Let me try to demonstrate results you are getting (time to put the new site to the test, this is going to be image heavy). For this I've used real time path tracer (used in GROOM game).
So let's start with various result (what I have experimented with), first randomization of ray direction:
Fig. 01 - Randomization of ray direction, left to right - 0.1%, 0.5%, 2.5%
This method is extremely fast, but will end up in blurring of more distant objects (it behaves like if your focus was at 0). GROOM used this solution (with 0.1% randomization).
The physical simulation of camera is also possible by doing proper depth of field, which looks like this (increasing lens angle shape, constant focal plane):
Fig. 02 - Proper depth of field simulation (lens angle grows from left to right, focal distance is the same)
In Fig. 02, notice the aliasing around the focus plane. That can be solved by combining this is the previous method. This method is a bit more expensive, and I personally didn't want to use it, as in my opinion depth of field should be used in cut-scenes but not in gameplay (as you technically don't know what player's eyes focus at).
Now, you have asked about texture filtering - GROOM uses only bilinear filtering (no mip mapping), and for comparison (single vs. multiple samples per pixel (+ temporal filtering in second one)). I hope youtube didn't destroy the noise though (it is captured as quite low-resolution intentionally, I worked in window as that is far more comfortable to me ... in worst case I'll record it anew in at least 720p format).

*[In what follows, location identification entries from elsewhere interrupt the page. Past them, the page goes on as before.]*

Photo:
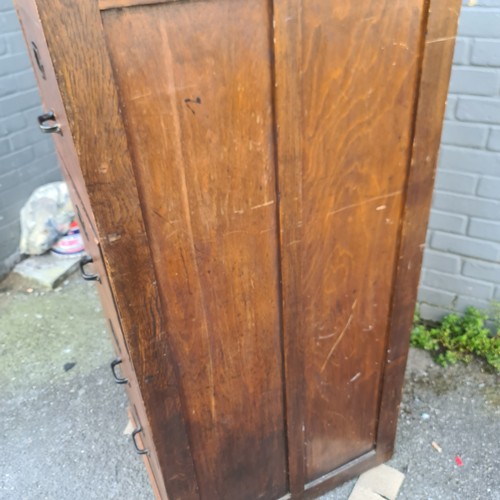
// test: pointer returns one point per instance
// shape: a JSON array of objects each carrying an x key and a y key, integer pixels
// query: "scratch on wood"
[
  {"x": 112, "y": 237},
  {"x": 266, "y": 204},
  {"x": 339, "y": 338},
  {"x": 140, "y": 96},
  {"x": 370, "y": 200},
  {"x": 436, "y": 40}
]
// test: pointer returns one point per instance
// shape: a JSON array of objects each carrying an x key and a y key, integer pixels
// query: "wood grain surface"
[
  {"x": 436, "y": 53},
  {"x": 359, "y": 74},
  {"x": 85, "y": 80},
  {"x": 200, "y": 127}
]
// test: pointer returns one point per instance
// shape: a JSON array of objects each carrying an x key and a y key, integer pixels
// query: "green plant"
[{"x": 460, "y": 338}]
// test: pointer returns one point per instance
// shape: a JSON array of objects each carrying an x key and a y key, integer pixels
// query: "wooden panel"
[
  {"x": 199, "y": 121},
  {"x": 359, "y": 71},
  {"x": 51, "y": 99},
  {"x": 85, "y": 80},
  {"x": 433, "y": 89}
]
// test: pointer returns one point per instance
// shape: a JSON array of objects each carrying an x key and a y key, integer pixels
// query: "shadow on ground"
[{"x": 63, "y": 417}]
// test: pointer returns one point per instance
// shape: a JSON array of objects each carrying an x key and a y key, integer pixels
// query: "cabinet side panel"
[
  {"x": 194, "y": 80},
  {"x": 359, "y": 71},
  {"x": 435, "y": 76}
]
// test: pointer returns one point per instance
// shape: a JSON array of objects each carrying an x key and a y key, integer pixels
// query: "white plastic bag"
[{"x": 45, "y": 217}]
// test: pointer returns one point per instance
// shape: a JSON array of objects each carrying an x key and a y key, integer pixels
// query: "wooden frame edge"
[{"x": 432, "y": 91}]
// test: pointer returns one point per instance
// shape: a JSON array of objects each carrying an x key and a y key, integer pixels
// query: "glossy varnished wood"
[
  {"x": 359, "y": 76},
  {"x": 436, "y": 54},
  {"x": 200, "y": 128}
]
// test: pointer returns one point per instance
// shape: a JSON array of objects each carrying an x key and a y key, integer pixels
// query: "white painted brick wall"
[
  {"x": 462, "y": 258},
  {"x": 27, "y": 158}
]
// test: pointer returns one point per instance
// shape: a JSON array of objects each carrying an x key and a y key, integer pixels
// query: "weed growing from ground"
[{"x": 460, "y": 338}]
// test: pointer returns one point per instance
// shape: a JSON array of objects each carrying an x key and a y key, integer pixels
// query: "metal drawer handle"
[
  {"x": 114, "y": 364},
  {"x": 49, "y": 129},
  {"x": 144, "y": 451},
  {"x": 87, "y": 259}
]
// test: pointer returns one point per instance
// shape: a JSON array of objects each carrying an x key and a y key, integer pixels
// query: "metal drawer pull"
[
  {"x": 49, "y": 129},
  {"x": 144, "y": 451},
  {"x": 87, "y": 259},
  {"x": 114, "y": 364}
]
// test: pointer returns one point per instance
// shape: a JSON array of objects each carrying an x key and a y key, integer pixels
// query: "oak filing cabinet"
[{"x": 252, "y": 180}]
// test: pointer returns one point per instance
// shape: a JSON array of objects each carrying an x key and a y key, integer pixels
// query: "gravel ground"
[{"x": 62, "y": 417}]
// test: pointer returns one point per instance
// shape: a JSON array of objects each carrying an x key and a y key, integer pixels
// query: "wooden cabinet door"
[{"x": 260, "y": 175}]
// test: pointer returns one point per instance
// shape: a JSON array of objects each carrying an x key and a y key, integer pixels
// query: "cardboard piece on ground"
[
  {"x": 360, "y": 493},
  {"x": 47, "y": 270},
  {"x": 382, "y": 482}
]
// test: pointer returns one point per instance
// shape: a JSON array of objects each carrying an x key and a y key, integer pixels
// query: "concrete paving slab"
[
  {"x": 383, "y": 480},
  {"x": 48, "y": 270}
]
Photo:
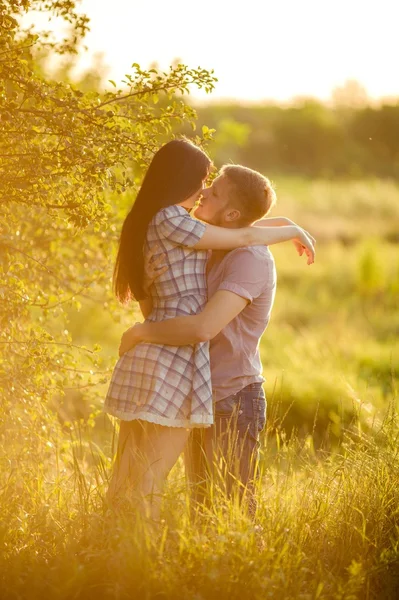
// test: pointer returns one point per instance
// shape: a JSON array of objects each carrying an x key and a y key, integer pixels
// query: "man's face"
[{"x": 214, "y": 202}]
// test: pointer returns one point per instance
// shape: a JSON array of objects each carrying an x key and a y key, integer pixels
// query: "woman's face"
[{"x": 190, "y": 202}]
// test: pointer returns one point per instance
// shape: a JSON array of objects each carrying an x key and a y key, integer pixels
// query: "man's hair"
[{"x": 250, "y": 192}]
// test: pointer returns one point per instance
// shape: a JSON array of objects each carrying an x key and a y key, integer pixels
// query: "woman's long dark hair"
[{"x": 176, "y": 172}]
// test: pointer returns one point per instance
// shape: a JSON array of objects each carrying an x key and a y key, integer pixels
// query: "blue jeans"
[{"x": 229, "y": 450}]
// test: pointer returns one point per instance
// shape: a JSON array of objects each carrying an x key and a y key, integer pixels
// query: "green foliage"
[{"x": 65, "y": 152}]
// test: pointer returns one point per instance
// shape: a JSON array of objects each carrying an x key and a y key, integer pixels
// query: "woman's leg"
[
  {"x": 126, "y": 465},
  {"x": 160, "y": 448}
]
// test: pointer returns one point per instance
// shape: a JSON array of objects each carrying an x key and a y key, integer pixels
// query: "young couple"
[{"x": 192, "y": 370}]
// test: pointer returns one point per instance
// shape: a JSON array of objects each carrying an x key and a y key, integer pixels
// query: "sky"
[{"x": 259, "y": 49}]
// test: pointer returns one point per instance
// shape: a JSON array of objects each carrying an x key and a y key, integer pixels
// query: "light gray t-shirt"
[{"x": 234, "y": 352}]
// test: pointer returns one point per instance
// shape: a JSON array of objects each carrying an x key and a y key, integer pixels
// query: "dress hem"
[{"x": 159, "y": 420}]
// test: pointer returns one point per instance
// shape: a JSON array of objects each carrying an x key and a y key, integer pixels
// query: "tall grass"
[{"x": 327, "y": 527}]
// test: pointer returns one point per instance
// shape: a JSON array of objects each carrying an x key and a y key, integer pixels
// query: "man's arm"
[{"x": 222, "y": 308}]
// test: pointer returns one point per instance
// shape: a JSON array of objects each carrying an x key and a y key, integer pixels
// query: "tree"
[{"x": 64, "y": 152}]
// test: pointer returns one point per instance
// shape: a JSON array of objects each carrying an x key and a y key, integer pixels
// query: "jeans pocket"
[
  {"x": 226, "y": 407},
  {"x": 259, "y": 413}
]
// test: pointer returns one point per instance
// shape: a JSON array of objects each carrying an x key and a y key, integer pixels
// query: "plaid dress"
[{"x": 169, "y": 385}]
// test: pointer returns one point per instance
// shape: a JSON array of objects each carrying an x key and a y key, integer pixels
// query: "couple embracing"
[{"x": 190, "y": 377}]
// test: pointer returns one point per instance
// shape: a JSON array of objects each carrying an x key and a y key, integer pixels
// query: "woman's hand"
[
  {"x": 153, "y": 267},
  {"x": 304, "y": 242},
  {"x": 129, "y": 339}
]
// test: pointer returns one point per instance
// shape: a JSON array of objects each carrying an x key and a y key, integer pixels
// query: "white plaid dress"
[{"x": 169, "y": 385}]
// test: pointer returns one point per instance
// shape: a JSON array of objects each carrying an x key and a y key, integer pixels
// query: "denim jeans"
[{"x": 229, "y": 450}]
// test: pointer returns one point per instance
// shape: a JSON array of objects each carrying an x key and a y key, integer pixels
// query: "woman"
[{"x": 160, "y": 392}]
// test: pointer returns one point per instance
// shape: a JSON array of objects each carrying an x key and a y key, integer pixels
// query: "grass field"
[{"x": 328, "y": 517}]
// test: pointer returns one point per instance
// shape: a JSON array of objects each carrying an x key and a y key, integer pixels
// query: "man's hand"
[
  {"x": 301, "y": 248},
  {"x": 153, "y": 267},
  {"x": 304, "y": 242},
  {"x": 129, "y": 339}
]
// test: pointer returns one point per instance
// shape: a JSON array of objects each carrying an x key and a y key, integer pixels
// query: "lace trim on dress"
[{"x": 195, "y": 421}]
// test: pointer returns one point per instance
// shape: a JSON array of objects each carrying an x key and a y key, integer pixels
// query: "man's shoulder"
[{"x": 251, "y": 254}]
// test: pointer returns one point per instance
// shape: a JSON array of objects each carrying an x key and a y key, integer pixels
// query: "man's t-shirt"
[{"x": 234, "y": 352}]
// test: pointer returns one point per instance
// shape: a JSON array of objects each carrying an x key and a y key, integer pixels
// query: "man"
[{"x": 241, "y": 290}]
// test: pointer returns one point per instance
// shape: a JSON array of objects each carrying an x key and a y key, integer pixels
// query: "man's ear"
[{"x": 233, "y": 215}]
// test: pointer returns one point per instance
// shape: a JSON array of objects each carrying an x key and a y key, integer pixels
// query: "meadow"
[{"x": 328, "y": 518}]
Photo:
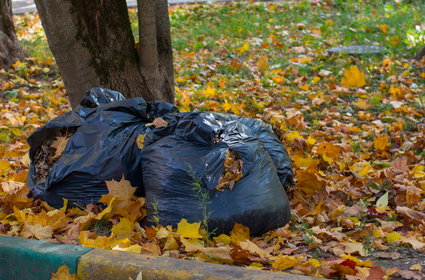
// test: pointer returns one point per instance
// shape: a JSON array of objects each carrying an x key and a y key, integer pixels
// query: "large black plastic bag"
[
  {"x": 185, "y": 152},
  {"x": 102, "y": 148},
  {"x": 92, "y": 99},
  {"x": 275, "y": 148}
]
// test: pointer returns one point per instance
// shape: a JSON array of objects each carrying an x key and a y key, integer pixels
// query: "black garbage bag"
[
  {"x": 275, "y": 148},
  {"x": 70, "y": 121},
  {"x": 182, "y": 165},
  {"x": 102, "y": 147}
]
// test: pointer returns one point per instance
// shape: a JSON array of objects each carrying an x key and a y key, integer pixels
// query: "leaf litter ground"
[{"x": 353, "y": 125}]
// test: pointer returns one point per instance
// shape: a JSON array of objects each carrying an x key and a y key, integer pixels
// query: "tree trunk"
[
  {"x": 93, "y": 45},
  {"x": 10, "y": 50}
]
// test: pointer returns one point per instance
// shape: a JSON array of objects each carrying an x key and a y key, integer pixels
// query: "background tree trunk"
[
  {"x": 10, "y": 50},
  {"x": 93, "y": 45}
]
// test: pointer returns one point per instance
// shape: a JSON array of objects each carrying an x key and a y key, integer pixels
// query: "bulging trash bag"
[
  {"x": 275, "y": 148},
  {"x": 183, "y": 166},
  {"x": 101, "y": 147}
]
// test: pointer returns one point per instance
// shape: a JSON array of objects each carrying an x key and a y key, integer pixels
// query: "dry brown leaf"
[
  {"x": 232, "y": 171},
  {"x": 59, "y": 145},
  {"x": 151, "y": 248},
  {"x": 387, "y": 255},
  {"x": 192, "y": 244},
  {"x": 38, "y": 231},
  {"x": 252, "y": 248},
  {"x": 376, "y": 273},
  {"x": 171, "y": 243},
  {"x": 221, "y": 253},
  {"x": 410, "y": 275},
  {"x": 416, "y": 267},
  {"x": 414, "y": 242},
  {"x": 239, "y": 233}
]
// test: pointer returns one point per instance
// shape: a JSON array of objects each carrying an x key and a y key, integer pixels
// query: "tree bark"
[
  {"x": 93, "y": 45},
  {"x": 10, "y": 50}
]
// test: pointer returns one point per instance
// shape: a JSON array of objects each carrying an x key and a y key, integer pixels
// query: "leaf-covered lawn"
[{"x": 353, "y": 125}]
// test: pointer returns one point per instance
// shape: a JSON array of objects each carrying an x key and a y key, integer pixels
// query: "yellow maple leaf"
[
  {"x": 188, "y": 230},
  {"x": 418, "y": 171},
  {"x": 252, "y": 248},
  {"x": 239, "y": 233},
  {"x": 171, "y": 243},
  {"x": 87, "y": 240},
  {"x": 123, "y": 229},
  {"x": 393, "y": 236},
  {"x": 311, "y": 141},
  {"x": 210, "y": 91},
  {"x": 221, "y": 254},
  {"x": 305, "y": 162},
  {"x": 263, "y": 63},
  {"x": 192, "y": 244},
  {"x": 63, "y": 274},
  {"x": 361, "y": 168},
  {"x": 121, "y": 189},
  {"x": 285, "y": 262},
  {"x": 105, "y": 211},
  {"x": 362, "y": 104},
  {"x": 381, "y": 143},
  {"x": 291, "y": 136},
  {"x": 38, "y": 231},
  {"x": 4, "y": 166},
  {"x": 416, "y": 267},
  {"x": 140, "y": 141},
  {"x": 222, "y": 239},
  {"x": 353, "y": 78},
  {"x": 244, "y": 48},
  {"x": 329, "y": 152}
]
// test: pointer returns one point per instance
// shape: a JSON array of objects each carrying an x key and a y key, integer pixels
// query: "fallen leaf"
[
  {"x": 222, "y": 239},
  {"x": 59, "y": 145},
  {"x": 416, "y": 267},
  {"x": 411, "y": 215},
  {"x": 63, "y": 274},
  {"x": 188, "y": 230},
  {"x": 376, "y": 273},
  {"x": 221, "y": 253},
  {"x": 393, "y": 236},
  {"x": 387, "y": 255},
  {"x": 121, "y": 189},
  {"x": 353, "y": 78},
  {"x": 140, "y": 141},
  {"x": 381, "y": 144},
  {"x": 151, "y": 248},
  {"x": 38, "y": 231},
  {"x": 132, "y": 248},
  {"x": 239, "y": 233},
  {"x": 192, "y": 244},
  {"x": 285, "y": 262},
  {"x": 252, "y": 248},
  {"x": 123, "y": 229}
]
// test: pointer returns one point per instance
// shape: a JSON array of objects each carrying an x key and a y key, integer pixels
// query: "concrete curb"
[{"x": 22, "y": 258}]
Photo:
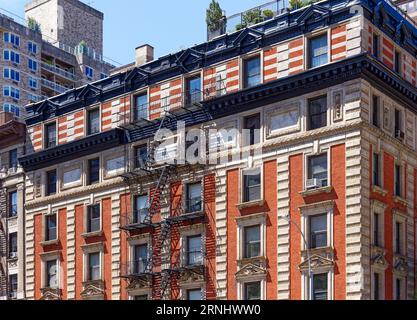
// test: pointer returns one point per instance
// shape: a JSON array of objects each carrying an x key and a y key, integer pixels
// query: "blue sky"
[{"x": 165, "y": 24}]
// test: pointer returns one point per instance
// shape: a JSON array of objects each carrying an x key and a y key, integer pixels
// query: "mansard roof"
[{"x": 283, "y": 27}]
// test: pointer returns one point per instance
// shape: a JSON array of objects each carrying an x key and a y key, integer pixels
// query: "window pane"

EDIT: New forum HATES videos (they are over whole post), please check the links (first is unfiltered, second filtered) .. also you have to copy/paste the link, they don't work yet:
https://youtu.be/Kq61i5oyZzA
https://youtu.be/GUKflK03D8I
EDIT: To follow up, the main reason for texture filtering is performance and visual quality. While you have to additionally compute with ray differentials, the performance by cache misses when reading pixels from high resolution texture (compared to reading neighboring pixels of low resolution one) is often a bigger hit for performance (this might give you quite a boost especially when computing ray tracing on CPU).
Additionally to this, you don't need redundant samples to filter the texture image (suppose you have just 1 spp, you will always have noise, temporal filtering would end up in flickering of those surfaces ... with mip mapping, you magically fix this problem too).